When it comes to domination of a market, Nissan has the European EV segment near enough completely covered with the Leaf. Now in its second generation, it’s the top-selling battery-powered car across the continent — with 130,000 sold since its 2010 inception.
It’s no struggle to see why, either. The model has consistently managed to make the seemingly-alien concept of driving an EV normal, which has resonated with buyers to no end. That said, Nissan isn’t resting on this success and is having a crack at making range anxiety a thing of the past with this — the Leaf e+.
What’s new, then? Well, a fresh 62kWh battery in place of the regular car’s 40kWh unit,
Increasing the car’s claimed range. Nissan says it can do 239 miles between charges — a notable leap from the base machine’s 168-mile claim. Performance is up as a result too, speaking of which…
So yeah, with a bigger battery comes bigger power — 214bhp and 340Nm to be exact. With the standard car kicking out 148bhp and 320Nm, it’s a noticeable leap too.
Nissan says it will do 0-60mph in 6.7 seconds, but with instant torque delivery it feels much quicker than this. A 98mph top speed is also possible. This bump in power just makes living with the Leaf that bit easier, with merging on motorways and pulling out of junctions a real breeze.
When it comes to its range, 239 miles may be a bit optimistic — though 200-210 should be achievable with very little effort.
Ride & Handling
The overall driving experience of the Leaf e+ isn’t dramatically different from that of the standard car. Navigating busy town streets is just as easy thanks to well-judged steering and decent visibility — if anything it’s even easier thanks to that extra bit of power.

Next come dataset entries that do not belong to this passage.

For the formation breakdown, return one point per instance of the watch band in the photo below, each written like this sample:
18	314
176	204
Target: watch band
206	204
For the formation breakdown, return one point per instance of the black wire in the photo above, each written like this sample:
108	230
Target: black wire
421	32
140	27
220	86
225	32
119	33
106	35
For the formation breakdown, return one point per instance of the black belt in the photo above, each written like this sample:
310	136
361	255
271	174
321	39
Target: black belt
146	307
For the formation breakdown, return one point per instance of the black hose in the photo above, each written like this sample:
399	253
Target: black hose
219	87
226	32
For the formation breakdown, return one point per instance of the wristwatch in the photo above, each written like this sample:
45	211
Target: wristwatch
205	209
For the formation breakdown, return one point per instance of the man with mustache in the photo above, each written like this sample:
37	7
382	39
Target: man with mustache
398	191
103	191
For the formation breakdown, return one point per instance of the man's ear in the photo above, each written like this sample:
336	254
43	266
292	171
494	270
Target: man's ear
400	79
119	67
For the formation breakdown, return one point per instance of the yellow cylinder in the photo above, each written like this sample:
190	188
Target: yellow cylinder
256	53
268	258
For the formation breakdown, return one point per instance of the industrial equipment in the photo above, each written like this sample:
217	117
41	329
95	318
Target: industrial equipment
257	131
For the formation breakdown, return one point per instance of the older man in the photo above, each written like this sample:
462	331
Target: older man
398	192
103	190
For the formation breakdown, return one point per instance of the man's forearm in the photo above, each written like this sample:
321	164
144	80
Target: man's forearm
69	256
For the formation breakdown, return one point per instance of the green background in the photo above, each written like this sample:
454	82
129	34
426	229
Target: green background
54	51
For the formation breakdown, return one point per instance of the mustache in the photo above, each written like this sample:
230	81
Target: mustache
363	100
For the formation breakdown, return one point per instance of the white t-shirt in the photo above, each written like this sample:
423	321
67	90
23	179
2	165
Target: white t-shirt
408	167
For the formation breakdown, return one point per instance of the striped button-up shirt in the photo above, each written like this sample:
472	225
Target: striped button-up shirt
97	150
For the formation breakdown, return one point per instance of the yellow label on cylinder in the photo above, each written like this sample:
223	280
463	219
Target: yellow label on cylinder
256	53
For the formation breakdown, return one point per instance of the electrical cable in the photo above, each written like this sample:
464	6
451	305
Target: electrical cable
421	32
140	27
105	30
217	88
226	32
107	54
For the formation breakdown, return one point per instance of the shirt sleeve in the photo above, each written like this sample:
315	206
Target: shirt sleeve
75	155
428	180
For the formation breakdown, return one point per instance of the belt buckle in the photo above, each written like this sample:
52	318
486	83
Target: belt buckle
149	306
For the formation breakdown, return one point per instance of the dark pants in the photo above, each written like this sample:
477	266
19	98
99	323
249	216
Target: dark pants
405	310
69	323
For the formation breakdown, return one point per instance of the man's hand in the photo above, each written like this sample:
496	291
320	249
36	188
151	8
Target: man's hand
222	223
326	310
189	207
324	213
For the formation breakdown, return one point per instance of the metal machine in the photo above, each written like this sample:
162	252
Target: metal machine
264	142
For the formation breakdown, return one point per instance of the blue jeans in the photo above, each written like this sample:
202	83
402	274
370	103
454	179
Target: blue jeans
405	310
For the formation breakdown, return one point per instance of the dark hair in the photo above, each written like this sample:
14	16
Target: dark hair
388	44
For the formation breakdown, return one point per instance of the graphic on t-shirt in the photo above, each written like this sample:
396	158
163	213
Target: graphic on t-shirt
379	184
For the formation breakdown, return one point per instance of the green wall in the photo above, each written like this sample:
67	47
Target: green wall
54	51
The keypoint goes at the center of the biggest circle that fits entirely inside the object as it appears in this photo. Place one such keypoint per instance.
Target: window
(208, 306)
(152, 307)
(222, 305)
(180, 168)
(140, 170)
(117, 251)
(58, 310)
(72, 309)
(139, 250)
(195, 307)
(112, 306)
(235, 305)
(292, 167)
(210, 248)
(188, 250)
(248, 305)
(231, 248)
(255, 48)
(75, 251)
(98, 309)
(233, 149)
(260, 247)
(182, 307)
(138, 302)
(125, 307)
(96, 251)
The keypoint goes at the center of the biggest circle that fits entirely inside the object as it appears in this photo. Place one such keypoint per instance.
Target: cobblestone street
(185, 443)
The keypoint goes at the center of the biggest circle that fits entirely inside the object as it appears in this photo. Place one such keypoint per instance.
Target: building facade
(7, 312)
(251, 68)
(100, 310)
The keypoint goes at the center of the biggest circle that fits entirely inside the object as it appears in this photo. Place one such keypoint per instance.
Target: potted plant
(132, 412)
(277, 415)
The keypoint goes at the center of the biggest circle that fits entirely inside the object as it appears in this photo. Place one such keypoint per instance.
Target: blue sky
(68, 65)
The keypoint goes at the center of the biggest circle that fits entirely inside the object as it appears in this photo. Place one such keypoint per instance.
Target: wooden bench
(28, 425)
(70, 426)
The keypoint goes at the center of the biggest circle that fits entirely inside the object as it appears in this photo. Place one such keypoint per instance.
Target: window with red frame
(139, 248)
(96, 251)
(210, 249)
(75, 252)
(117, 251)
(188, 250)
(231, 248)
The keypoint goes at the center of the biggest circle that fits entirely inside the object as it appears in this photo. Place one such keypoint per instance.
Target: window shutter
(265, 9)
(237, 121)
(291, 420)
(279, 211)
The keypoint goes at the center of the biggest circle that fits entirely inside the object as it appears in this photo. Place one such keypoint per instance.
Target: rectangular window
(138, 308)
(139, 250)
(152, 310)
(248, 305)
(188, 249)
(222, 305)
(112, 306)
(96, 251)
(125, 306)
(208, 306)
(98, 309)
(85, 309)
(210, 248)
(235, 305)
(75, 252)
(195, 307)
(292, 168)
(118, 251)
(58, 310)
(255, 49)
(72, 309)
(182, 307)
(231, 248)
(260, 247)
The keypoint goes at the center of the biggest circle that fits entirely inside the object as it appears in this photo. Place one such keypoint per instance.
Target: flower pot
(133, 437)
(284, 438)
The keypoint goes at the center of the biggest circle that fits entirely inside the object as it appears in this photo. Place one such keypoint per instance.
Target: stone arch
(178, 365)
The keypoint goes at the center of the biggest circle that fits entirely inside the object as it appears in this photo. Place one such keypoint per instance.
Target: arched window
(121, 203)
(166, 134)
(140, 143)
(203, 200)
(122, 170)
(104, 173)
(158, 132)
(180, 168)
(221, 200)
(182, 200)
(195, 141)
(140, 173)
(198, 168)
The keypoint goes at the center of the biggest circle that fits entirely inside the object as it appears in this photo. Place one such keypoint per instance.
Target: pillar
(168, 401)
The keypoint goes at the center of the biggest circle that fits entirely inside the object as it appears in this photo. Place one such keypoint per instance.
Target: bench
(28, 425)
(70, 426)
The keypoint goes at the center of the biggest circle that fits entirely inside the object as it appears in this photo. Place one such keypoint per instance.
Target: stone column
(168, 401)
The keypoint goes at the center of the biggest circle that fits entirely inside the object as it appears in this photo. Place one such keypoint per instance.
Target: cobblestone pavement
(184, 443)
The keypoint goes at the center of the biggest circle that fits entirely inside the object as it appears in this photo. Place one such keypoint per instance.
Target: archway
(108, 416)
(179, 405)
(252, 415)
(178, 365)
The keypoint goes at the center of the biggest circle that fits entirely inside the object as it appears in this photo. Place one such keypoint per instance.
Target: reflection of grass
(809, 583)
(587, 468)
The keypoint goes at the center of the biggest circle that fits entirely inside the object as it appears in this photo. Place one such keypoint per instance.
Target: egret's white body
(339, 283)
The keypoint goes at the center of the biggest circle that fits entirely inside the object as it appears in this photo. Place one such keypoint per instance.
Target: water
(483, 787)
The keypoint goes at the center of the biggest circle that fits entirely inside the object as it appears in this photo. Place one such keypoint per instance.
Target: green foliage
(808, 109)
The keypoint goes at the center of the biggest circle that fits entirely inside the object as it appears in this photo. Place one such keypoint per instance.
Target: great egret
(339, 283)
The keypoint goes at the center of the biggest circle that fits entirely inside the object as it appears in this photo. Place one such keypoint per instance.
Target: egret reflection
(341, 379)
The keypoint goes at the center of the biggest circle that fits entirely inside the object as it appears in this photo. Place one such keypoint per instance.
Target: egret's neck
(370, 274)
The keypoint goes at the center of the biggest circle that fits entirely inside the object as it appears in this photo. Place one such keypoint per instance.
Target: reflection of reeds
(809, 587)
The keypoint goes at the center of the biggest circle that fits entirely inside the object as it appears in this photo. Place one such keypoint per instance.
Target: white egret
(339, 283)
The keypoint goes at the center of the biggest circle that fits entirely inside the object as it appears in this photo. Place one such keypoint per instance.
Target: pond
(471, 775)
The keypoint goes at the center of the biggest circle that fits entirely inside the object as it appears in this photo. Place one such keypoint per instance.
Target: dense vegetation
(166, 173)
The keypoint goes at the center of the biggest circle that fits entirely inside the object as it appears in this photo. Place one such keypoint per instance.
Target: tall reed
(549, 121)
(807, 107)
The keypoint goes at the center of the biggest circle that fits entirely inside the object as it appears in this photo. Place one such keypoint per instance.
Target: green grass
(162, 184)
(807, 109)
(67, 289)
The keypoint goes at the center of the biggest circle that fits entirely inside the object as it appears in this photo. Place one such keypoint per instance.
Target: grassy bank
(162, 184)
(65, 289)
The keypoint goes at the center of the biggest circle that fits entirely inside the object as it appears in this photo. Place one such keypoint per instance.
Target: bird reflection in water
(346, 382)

It’s very much a similar story on the motorway, too. Road noise is fairly low — if more noticeable than internal combustion cars as a result of its near-silent electric motor — while the ride remains fairly comfortable too. The ‘e-pedal’ tech — which allows both braking and acceleration to be controlled with one pedal — is fun to use once you get the hang of it, too.
The noticeable difference here is under harder driving, when the extra weight that comes with the larger batteries is apparent. The car’s balance does feel compromised, with a hint more understeer than usual when pressing on.See Available LEAF deals
Interior & Equipment
There’s nothing to indicate the e+ is a new addition in terms of the interior — with the regular car’s cabin carried over in its entirety.
That’s no bad thing, though. Everything feels well put together, with a reasonable amount of soft-touch materials deployed in the cabin. Search hard and you’ll find scratchy plastics, but they’re in areas drivers will rarely come into contact with.
The Leaf e+ can seat five in comfort and, despite the extra batteries, retains an impressive 405-litre boot capacity. That’s more than a Ford Focus (375 litres) or Volkswagen Golf (380 litres).
Just one specification is available for the e+ — and that’s range-topping Tekna grade. As standard, there’s automatic full LED headlights, rain-sensing wipers, a seven-speaker Bose audio system, an eight-inch touchscreen infotainment system with Apple CarPlay and Android Auto support, 17-inch alloy wheels and a leather/suede combination interior upholstery.
On top of that, Nissan’s ProPilot safety package is a standard-fit item. This brings adaptive cruise control, lane keep assistance, steering assist, self-parking and blind-spot monitoring. This all sounds great, but there’s a price to pay…
To be exact, that price starts at £35,895. That’s notably more than the Hyundai Kona Electric and Kia e-Niro, which offer similar ranges and levels of kit. Adding to that, our test car weighed in at £36,820 as a result of its optional metallic paint and two-tone roof.
On the plus side, there’s no VED to pay as a result of its zero-emissions status, while charging costs whatever your electricity provider decides the rates are that day.
Thanks to more range, more performance and high equipment levels, the Nissan Leaf e+ only enhances the appeal of EV ownership.
Its claimed range may be a stretch but at an achievable 200+ miles, it will suit the lifestyle of all but those who spend their lives on motorways while an experience that’s familiar to most cars on the roads means it won’t alienate those who aren’t quite ready to embrace the futuristic take other manufacturers have on the EV concept.
That said, it’s hard to look past the starting price considering rivals from South Korea offer just as much for a little bit less. On the plus side, an e+ can be yours a lot quicker than the e-Niro or
Kona Electric, both of which have order lists stretching into 2020, and that might just be enough to sell it.